Como é de imaginar, é nas situações adversas que o verdadeiro profissional emerge. O estilo, o faro, o sentido de persuasão e a resiliência costumam ser determinantes na hora de arrancar da fonte aquela cirúrgica informação, parecer ou estado de alma, seja a propósito do facto do dia, seja uma radiografia social de determinado grupo, entre a interminável lista de motivos de cobertura.
Ontem, ao ouvir o noticiário vespertino da Rádio Lobito, vi-me obrigado a fazer uma vénia ao trabalho do repórter Carlos Marques (que não faz parte dos “mudos”), numa radiografia pelos bairros do subúrbio do Lobito, visando auscultar os moradores sobre a ausência (já se passou da condição de falhas) de energia.

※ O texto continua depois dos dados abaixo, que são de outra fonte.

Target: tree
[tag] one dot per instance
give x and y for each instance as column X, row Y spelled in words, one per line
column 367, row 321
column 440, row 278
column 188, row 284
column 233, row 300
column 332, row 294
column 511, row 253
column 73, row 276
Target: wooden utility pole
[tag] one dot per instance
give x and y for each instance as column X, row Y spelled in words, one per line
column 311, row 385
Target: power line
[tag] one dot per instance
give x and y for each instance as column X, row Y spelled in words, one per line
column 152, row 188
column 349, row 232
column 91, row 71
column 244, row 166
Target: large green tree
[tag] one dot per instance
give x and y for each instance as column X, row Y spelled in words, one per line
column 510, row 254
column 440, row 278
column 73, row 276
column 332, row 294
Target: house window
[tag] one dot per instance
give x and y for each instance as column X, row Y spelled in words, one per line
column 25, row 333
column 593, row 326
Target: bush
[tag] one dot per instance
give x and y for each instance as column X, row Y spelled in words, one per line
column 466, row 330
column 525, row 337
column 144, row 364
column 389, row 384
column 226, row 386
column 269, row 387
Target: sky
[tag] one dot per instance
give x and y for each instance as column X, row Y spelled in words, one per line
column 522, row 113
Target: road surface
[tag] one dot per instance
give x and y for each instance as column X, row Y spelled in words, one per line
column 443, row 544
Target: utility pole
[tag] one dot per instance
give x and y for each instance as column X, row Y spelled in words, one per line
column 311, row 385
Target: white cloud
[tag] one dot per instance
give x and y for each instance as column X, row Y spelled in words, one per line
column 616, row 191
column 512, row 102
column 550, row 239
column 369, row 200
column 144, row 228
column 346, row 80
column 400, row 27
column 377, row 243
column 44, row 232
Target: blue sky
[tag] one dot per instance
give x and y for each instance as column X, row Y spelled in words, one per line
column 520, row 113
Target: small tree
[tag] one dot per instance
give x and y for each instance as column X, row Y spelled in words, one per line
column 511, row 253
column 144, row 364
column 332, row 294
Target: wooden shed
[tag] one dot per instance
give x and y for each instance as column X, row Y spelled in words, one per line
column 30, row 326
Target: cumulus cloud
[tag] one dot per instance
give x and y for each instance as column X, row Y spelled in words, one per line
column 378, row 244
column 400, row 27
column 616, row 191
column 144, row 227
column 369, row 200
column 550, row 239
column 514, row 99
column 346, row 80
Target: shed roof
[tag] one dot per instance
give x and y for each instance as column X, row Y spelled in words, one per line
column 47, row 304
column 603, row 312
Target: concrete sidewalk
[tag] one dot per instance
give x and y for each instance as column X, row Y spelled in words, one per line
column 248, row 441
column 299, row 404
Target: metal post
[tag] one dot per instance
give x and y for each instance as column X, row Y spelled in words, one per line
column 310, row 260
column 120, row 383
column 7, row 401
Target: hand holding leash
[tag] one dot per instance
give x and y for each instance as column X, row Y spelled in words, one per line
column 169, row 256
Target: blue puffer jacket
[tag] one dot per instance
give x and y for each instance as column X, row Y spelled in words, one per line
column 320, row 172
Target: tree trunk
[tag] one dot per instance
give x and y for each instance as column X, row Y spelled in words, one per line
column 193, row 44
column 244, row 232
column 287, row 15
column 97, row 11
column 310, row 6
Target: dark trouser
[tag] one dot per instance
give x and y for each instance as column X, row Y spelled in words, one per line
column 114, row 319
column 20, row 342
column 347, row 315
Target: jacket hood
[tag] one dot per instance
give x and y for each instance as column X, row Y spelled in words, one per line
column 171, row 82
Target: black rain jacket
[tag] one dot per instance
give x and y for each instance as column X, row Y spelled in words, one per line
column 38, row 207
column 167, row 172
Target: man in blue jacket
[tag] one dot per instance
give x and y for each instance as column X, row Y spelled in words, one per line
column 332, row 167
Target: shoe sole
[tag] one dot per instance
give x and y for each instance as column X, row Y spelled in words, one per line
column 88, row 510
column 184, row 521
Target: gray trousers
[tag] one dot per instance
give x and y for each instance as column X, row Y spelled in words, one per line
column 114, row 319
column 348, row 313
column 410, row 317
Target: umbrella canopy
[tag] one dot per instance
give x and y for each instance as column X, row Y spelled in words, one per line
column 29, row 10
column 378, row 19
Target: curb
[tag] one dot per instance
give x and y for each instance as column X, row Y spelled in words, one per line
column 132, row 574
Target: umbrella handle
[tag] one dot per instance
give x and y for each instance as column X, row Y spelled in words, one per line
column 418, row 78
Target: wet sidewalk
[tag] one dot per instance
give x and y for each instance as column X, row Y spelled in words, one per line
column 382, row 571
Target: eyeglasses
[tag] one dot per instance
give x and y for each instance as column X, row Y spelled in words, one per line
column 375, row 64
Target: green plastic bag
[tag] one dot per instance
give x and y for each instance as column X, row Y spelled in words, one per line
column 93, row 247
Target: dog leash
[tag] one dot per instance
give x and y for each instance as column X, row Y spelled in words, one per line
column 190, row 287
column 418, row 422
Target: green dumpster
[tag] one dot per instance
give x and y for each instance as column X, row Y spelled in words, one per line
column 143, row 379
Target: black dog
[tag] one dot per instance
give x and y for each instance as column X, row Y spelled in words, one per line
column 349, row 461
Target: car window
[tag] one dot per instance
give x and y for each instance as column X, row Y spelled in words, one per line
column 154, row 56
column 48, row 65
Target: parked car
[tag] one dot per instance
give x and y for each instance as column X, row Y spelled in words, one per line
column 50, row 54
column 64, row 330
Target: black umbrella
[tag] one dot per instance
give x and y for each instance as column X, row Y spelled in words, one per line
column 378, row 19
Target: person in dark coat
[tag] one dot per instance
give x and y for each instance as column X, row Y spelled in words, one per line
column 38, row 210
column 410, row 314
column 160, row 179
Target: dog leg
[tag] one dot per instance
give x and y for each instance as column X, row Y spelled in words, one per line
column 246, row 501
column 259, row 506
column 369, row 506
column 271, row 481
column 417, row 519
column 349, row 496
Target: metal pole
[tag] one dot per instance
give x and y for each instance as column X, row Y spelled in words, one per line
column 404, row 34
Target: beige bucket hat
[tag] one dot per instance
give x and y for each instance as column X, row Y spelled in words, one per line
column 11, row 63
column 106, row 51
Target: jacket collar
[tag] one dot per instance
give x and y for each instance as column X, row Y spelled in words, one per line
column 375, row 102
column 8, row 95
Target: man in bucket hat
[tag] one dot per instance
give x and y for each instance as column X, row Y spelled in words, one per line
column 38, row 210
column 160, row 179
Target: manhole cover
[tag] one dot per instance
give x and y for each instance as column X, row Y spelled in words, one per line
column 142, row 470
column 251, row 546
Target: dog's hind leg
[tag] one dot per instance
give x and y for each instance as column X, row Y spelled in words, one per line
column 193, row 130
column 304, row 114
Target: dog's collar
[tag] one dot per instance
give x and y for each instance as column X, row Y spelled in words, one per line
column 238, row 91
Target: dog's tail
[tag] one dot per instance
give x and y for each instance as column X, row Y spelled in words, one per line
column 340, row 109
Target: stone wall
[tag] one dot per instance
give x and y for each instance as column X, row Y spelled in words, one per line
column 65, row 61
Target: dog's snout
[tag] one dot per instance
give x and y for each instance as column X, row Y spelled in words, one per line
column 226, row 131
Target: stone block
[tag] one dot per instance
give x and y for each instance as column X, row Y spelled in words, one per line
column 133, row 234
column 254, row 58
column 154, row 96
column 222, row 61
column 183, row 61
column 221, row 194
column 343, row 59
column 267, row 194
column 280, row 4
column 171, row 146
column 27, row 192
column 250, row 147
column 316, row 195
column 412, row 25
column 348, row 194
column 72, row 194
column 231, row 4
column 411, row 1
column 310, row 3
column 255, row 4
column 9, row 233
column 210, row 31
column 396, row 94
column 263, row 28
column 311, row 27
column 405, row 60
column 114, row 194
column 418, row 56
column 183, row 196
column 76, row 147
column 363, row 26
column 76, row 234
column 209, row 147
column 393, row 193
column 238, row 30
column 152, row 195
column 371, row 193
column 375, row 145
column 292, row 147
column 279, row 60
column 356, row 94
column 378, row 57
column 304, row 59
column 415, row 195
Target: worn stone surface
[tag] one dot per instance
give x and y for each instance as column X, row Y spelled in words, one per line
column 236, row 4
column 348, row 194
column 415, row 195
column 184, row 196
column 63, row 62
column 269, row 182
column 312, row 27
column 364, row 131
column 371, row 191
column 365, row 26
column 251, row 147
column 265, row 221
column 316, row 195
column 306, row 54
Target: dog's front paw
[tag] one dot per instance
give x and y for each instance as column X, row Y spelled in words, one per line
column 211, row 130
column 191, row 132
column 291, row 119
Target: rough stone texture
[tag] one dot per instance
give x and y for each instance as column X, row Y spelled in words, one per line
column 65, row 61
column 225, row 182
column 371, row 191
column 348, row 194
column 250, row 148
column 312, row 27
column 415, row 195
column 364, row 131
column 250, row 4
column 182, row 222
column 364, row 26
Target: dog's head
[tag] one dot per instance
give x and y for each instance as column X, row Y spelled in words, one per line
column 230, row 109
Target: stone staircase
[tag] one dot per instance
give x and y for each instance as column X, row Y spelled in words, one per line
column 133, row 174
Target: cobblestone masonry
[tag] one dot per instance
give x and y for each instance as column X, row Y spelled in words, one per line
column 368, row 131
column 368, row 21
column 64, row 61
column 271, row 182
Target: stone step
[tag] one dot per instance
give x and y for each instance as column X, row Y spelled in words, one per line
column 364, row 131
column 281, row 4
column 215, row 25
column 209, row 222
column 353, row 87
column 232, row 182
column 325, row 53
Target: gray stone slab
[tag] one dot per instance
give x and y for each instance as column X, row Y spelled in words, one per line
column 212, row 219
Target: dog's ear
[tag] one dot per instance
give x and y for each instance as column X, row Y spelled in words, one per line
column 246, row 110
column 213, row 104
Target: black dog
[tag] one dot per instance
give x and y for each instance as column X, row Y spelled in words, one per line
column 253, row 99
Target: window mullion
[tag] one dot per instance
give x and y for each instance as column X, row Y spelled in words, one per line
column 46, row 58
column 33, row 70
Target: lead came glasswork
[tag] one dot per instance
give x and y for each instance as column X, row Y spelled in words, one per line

A dado momento, surge um impasse. Dois interlocutores revelam-se agastados, não acreditam em mais nada, nem em ninguém. Já por lá tinham passado várias equipas, a da própria companhia eléctrica inclusive, mas nada de resolver o problema. Nestes casos, é sobre o repórter que o cidadão descarrega o rancor, o que exige um grande sentido de tacto para a necessária isenção e levar o interlocutor a falar para o microfone.
O ponto mais alto de toda a reportagem, a meu ver, dá-se na entrevista a uma anciã, voz trémula, aparentemente doente. A caminho da terceira pergunta, a anciã diz-se pouco confortável, talvez a cabeça a chatear. Instintivamente, o repórter flexibiliza o registo do diálogo, abandona a língua oficial e fala a língua materna da interlocutora, o Umbundu. Ela até já falava com o fôlego redobrado, discurso a fluir impecavelmente.
Mesmo sendo bilingue, um outro repórter desistiria, na mania das "finuras" e exclusão de classes que grassam na comunicação social, até porque a estação tem uma Editoria de Línguas Nacionais. O Marques, não. Fora da pauta, mostrou saber do valor profundo da língua na vivência do cidadão comum, entre a cultura e a sociolinguística.
Ora, uma vez ganha a confiança e vendo que o repórter se identificava com ela, vieram revelações marcantes sobre o modo de vida nos bairros emergentes, onde a energia falha, o combustível foge do alcance para alimentar o gerador, sem falar das pilhas que se esqueceram de alimentar a lanterna. O grande medo é que a noite dure para sempre.